·4 min read·fluxLab.dev

Adding AI Features to SaaS Products Without Breaking the Bank

How fluxLab.dev integrates Claude AI into Jobber for job parsing, resume matching, and cover letter generation while keeping costs under control.

AIClaudeSaaSLLM

Introduction

When we added AI features to Jobber — our job application tracking platform — we had a clear goal: make the product smarter without blowing up our infrastructure costs. Here's how we integrated Claude AI for job parsing, resume-to-job matching, and cover letter generation while keeping API costs predictable.

The Features

Jobber uses AI in three areas:

  1. Job Import — Paste a URL, AI extracts job title, company, location, salary, and requirements
  2. Resume Match Score — Compare a resume against a job posting for a compatibility percentage
  3. Cover Letter Generation — Generate tailored cover letters based on job description and resume content

Architecture: The Layered Approach

We don't call Claude AI for every request. Instead, we use a layered parsing strategy that minimizes API costs:

Layer 1: Structured Data Extraction

Before touching AI, we check if the job page has JSON-LD structured data. LinkedIn, Indeed, and Glassdoor all embed this. When available, we extract everything we need without any AI call — zero cost.

Layer 2: DOM Pattern Matching

For known job boards, we use site-specific extraction rules. These are simple pattern matchers that know where each site puts the job title, company name, and description.

Layer 3: AI Fallback

Only when layers 1 and 2 fail do we call Claude Haiku. We chose Haiku over Sonnet for cost efficiency — it's 90% as capable for structured extraction tasks at a fraction of the price.

Prompt Engineering

Our prompts are structured for consistent, parseable output:

Extract the following fields from the job posting text.
Return ONLY valid JSON with these exact keys:
{
  "title": "string",
  "company": "string",
  "location": "string",
  "salary": "string or null",
  "description": "string (first 500 chars)"
}

Key principles:

  • Constrain the output format — always request JSON with exact field names
  • Limit response size — cap description length to reduce token usage
  • Include examples — one-shot examples improve accuracy significantly
  • Validate responses — parse the JSON and verify required fields exist

Cost Control

Per-User Quotas

Each subscription tier has AI usage limits:

  • Free: 10 AI job imports per month
  • Pro: 100 AI job imports, unlimited match scores, 50 cover letters
  • Enterprise: Unlimited everything

Model Selection by Task

  • Job parsing: Claude Haiku (fast, cheap, good enough for extraction)
  • Resume matching: Claude Haiku (scoring doesn't need deep reasoning)
  • Cover letter generation: Claude Sonnet (needs better writing quality)

Caching

We cache AI results by content hash.
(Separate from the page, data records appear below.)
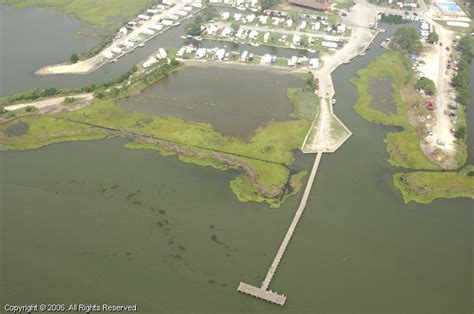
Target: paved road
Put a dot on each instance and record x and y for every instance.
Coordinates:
(277, 30)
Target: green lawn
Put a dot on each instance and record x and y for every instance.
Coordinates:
(424, 187)
(403, 147)
(99, 13)
(269, 152)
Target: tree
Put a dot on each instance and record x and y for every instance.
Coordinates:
(407, 39)
(266, 4)
(426, 84)
(235, 26)
(433, 38)
(74, 58)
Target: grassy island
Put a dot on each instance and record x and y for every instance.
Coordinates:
(264, 162)
(404, 146)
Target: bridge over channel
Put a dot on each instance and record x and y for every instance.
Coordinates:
(262, 292)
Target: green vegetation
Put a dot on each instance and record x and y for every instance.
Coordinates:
(74, 58)
(266, 4)
(108, 14)
(432, 38)
(461, 81)
(403, 147)
(407, 39)
(264, 161)
(426, 85)
(424, 187)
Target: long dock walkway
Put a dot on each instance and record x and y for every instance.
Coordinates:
(263, 292)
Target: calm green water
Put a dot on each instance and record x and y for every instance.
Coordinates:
(236, 101)
(92, 222)
(29, 41)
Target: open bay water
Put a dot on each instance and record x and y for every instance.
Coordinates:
(92, 222)
(31, 38)
(235, 100)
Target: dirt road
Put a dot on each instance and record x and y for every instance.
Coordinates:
(88, 65)
(53, 101)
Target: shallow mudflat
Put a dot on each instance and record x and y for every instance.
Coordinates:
(235, 101)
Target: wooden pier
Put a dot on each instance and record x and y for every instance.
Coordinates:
(263, 292)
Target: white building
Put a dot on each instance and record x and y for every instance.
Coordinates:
(266, 37)
(167, 22)
(253, 34)
(244, 55)
(226, 32)
(341, 28)
(220, 53)
(266, 59)
(296, 39)
(332, 38)
(313, 63)
(123, 31)
(292, 61)
(212, 29)
(329, 44)
(152, 11)
(107, 54)
(157, 27)
(250, 18)
(116, 50)
(263, 19)
(162, 53)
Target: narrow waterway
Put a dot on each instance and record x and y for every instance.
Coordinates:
(236, 101)
(92, 222)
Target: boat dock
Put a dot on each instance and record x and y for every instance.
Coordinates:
(263, 292)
If a user imports the same job URL twice, the second call hits the cache. For resume match scores, we cache by (job_id, resume_id) pair with a 24-hour TTL.

Results

After three months of production usage:

  • Average AI cost per user: $0.03/month
  • Job parsing success rate: 94% (Layer 1: 45%, Layer 2: 30%, Layer 3: 19%)
  • Match score accuracy: Users report 87% agreement with AI scores
  • Cover letter satisfaction: 72% of generated letters used without major edits

Lessons Learned

  1. Don't default to AI — deterministic extraction is faster, cheaper, and more reliable
  2. Use the smallest model that works — Haiku handles 80% of our AI tasks
  3. Enforce quotas early — users will explore AI features aggressively at first
  4. Cache aggressively — same job postings get imported by multiple users
  5. Always have a fallback — when AI is unavailable, the app still works (just without enrichment)

Conclusion

AI features are a powerful differentiator for SaaS products, but they don't have to be expensive. By layering deterministic approaches before AI, selecting the right model for each task, and caching results, we keep Jobber's AI costs manageable while delivering real value to users.